Beset by an animator change-over and lost between the divide of the cartoons Walt Disney supervised and the Disney studio’s modern era starting with The Little Mermaid, The Fox and the Hound has been consistently underrated, if not downright forgotten. Yet it’s one of the better Disney cartoons, often as dark as Pinocchio, unusually modest and somber, and perhaps their only animated feature that even gently questions the status quo. It starts with ominously silent and rather lengthy opening credits set against a forest backdrop. Sounds of nature gradually come in, then moody violins to underscore a Bambi-esque death of a baby fox’s mother. Pragmatic Big Mama (an owl voiced by Pearl Bailey) makes sure the orphaned fox is taken in by a lonely widow (Jeanette Nolan), who names him Todd.

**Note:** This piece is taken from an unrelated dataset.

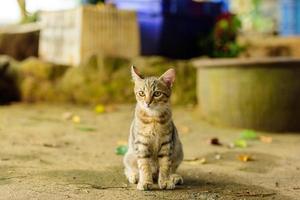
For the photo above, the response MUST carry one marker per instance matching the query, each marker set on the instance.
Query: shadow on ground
(198, 185)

Close by, a bad-tempered hunter (Jack Albertson) brings home a young hound dog named Copper, and the titular fox and hound, not knowing they are natural enemies, develop an instantly close friendship.
Physically, this alliance between fox and hound looks more like a passionate crush than a rough boyish palhood, with Copper always holding Todd down playfully while the fox stares adoringly and submissively into the hound’s eyes. Bailey has a song (“The Best of Friends”) about their coupling that brings out a racial subtext, as if she were singing about a black child playing with a white child. This point of view on life’s pointless divisions comes across more touchingly because we are never hit over the head with it; everything is implied delicately. “He won’t ever change,” Todd insists. “We’ll keep on being friends forever.” But when Copper comes back from a winter away, he’s become a hunting dog, and the central conflict between the two friends is played out with a good deal of power.

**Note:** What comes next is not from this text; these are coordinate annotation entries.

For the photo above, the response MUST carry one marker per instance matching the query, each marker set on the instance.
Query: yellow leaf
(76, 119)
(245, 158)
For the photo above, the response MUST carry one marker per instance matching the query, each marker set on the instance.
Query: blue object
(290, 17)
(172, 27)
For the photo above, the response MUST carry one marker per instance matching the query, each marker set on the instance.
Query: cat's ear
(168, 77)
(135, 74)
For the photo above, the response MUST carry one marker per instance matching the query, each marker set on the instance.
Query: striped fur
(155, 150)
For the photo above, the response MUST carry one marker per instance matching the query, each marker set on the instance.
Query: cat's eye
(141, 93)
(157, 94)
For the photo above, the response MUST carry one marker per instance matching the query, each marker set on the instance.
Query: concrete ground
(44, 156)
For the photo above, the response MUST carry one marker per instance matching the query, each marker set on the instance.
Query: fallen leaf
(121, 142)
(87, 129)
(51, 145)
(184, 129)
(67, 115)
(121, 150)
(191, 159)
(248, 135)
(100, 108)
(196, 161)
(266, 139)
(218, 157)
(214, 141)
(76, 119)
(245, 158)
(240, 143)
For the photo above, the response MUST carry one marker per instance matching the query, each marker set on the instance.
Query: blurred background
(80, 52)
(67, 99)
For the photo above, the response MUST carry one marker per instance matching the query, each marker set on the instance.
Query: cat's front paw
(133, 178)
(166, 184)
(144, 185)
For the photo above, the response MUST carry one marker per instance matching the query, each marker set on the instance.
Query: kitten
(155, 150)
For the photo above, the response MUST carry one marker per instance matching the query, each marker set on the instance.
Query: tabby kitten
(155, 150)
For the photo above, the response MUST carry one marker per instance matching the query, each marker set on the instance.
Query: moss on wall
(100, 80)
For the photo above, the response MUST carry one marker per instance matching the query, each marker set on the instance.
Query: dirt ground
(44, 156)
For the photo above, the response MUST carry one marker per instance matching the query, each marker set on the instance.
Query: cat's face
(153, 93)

The Fox and the Hound has flaws. Musically, it’s unimpressive, with Bailey carrying only a few brief tunes, and Nolan talking through a song that sounds like it was written in about 15 minutes. It drops the sharp central story when Todd starts an unnecessary romance with Vixey (Sandy Duncan), and it wobbles a bit in its last third, but the ending is solid and surprisingly unhappy. If Pinocchio, the best of Disney’s early features, teaches children the importance of adult responsibility, then The Fox and the Hound openly dramatizes what’s wrong with the world and the toll that time and circumstance exacts on the deepest of our youthful feelings. Its star-crossed friends are forced to fight, they stand up for each other through fierce personal bravery, and they are eventually kept apart. As a very young child, I found the film extremely upsetting and unaccountably melancholy. As an adult who has felt external circumstance play a part in the loss of some key foxes and hounds, it still seems disturbing and awfully sad, a wounded and unresolved movie free of the expected Disney cutesiness and complacency.
The colors seem muted and more care could have been taken with the overall image, which sometimes looks soft. The sound is, likewise, somewhat muted.
An unenthused (and brief) featurette on the troubled making of the film is made up for by two classic and appropriate Disney shorts: Lambert the Sheepish Lion and the Mickey/Pluto short Lend a Paw. There are also games and sing-a-longs for children.
An acceptable disc for one of Disney’s best and most unheralded animated features.